Kirsty Allison, Writer
I’m on constant catch-up reading dead writers but the concept of Hutchinson’s Night Film by Marisha Pessl is so modern, it’s almost an app, which I find interesting. It compiles a scrapbook of evidence using digital printing, like the pictorial backpages of A Visit From A Goon Squad, Michael Smith’s Giro Playboy or even Irvine’s tapeworm in Filth, or Lewis Carroll’s The Mouse’s Tale, and although a little soulless, it’s a post-modern Cluedo. And good value being the same size as Irvine’s monumental doorstop to the 80s, last year’s Scagboys (Irv and I were in a DJ-band called the Disco Queens in the late 90s with Kris Needs).

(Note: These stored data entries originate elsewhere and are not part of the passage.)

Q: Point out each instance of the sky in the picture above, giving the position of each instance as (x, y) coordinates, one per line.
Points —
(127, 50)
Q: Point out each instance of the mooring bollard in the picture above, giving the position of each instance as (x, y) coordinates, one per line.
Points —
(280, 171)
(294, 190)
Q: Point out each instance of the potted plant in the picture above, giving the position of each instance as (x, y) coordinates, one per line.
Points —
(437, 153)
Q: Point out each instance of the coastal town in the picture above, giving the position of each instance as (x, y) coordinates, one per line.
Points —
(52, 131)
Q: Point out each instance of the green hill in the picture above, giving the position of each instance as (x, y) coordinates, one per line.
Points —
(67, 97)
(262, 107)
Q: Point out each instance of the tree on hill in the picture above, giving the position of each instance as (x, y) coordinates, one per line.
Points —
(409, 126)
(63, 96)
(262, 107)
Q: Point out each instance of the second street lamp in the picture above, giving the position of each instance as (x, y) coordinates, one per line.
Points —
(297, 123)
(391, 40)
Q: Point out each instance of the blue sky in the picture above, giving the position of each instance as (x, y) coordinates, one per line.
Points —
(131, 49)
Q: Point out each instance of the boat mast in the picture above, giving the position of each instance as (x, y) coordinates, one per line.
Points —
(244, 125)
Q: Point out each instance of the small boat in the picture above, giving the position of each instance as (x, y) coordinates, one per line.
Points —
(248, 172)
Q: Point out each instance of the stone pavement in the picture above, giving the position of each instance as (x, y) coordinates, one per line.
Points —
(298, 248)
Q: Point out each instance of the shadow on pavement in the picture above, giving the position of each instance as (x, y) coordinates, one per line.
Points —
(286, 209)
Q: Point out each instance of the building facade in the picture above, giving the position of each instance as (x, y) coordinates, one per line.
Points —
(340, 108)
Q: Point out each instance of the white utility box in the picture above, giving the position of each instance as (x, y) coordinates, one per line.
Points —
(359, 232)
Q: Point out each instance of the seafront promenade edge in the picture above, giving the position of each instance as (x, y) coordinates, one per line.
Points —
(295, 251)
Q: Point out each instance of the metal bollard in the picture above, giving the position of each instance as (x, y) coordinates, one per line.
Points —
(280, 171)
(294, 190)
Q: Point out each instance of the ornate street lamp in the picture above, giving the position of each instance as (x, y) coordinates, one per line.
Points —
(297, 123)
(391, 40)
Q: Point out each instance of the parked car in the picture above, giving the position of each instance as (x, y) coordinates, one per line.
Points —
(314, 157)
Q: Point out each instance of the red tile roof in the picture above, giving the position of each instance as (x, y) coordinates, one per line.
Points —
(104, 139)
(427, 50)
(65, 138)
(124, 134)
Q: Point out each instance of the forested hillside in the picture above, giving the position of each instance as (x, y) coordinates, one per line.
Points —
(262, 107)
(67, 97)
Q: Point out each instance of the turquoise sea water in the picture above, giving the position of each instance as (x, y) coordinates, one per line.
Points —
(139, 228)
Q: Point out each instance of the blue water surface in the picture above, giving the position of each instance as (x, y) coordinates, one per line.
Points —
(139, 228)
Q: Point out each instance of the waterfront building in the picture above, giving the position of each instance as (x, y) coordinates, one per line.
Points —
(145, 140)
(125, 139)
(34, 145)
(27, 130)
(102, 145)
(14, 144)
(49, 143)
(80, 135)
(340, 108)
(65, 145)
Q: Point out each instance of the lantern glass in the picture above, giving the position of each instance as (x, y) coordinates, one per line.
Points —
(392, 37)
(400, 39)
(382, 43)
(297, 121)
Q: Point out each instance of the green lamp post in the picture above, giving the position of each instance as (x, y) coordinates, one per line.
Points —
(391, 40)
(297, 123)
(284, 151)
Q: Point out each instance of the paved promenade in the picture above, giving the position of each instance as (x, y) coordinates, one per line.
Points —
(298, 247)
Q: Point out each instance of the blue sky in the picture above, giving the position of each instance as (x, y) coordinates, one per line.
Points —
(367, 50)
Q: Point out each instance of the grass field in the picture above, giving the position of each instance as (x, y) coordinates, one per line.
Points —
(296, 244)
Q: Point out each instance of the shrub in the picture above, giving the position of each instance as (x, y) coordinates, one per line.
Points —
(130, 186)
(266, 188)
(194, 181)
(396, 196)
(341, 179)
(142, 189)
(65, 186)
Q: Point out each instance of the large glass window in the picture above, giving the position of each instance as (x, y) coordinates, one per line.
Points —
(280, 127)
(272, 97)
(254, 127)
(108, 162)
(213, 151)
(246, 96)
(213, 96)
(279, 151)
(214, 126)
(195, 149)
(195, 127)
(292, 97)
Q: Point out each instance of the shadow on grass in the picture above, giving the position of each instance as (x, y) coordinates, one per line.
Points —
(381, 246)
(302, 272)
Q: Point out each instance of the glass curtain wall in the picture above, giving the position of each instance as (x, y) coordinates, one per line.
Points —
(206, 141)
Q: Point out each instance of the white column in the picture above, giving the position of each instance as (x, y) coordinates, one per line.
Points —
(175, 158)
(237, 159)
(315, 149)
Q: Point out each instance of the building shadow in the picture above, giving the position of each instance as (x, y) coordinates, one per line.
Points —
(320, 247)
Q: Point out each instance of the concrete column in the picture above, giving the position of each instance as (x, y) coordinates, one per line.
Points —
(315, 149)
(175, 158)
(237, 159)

Kim Barnes, author of In the Kingdom of Men
I love different books for different reasons: some for their unforgettable characters and lyrical language, others for the magical risks they take. Sam Cheng’s Southern Cross the Dog begins with the Great Mississippi Flood of 1927. It is so wildly and deeply imagined that it stays with me at every level.
Juliet Pickering, Literary Agent at Blake Friedmann
2013 saw some of my favourite authors published – George Saunders, Kate Atkinson and Donna Tartt, to name but three – so this is a very difficult decision. But I’m going to dodge the impossible fiction choice and opt for You’re All Just Jealous of My Jetpack by Tom Gauld, because it’s brilliantly funny on the quandaries of writers (and everyone else!) and I’ve gifted it far and wide.
James Scott, author of The Kept
There were so many books I loved this year, including some excellent story collections – Laura van den Berg’s Isle of Youth, Ethan Rutherford’s The Peripatetic Coffin and Other Stories, George Saunder’s Tenth of December, Tom Perrotta’s Nine Inches – and some sprawling epics – my favorite being Philipp Meyer’s The Son – but what captivated me most was Daniel Woodrell’s The Maid’s Version, a slim little volume that combined the power of both.
Matthew O’Donoghue, Publisher Liaison at Waterstones
It happens all too rarely, the book that turns up, quietly, and connects with you in such a deep and profound way that you feel somehow more complete, somehow more concrete and less abstract, having read it. It does happen though, and in January this year it was Tenth of December by George Saunders that looked me straight in the eye, did God’s work, and set a standard that everything else I read in 2013, to some extent, failed to match up to. A handful of books kept pace but none managed to be as enjoyable, wise, sad, funny, warm, hopeful, worried and unsentimental as this one.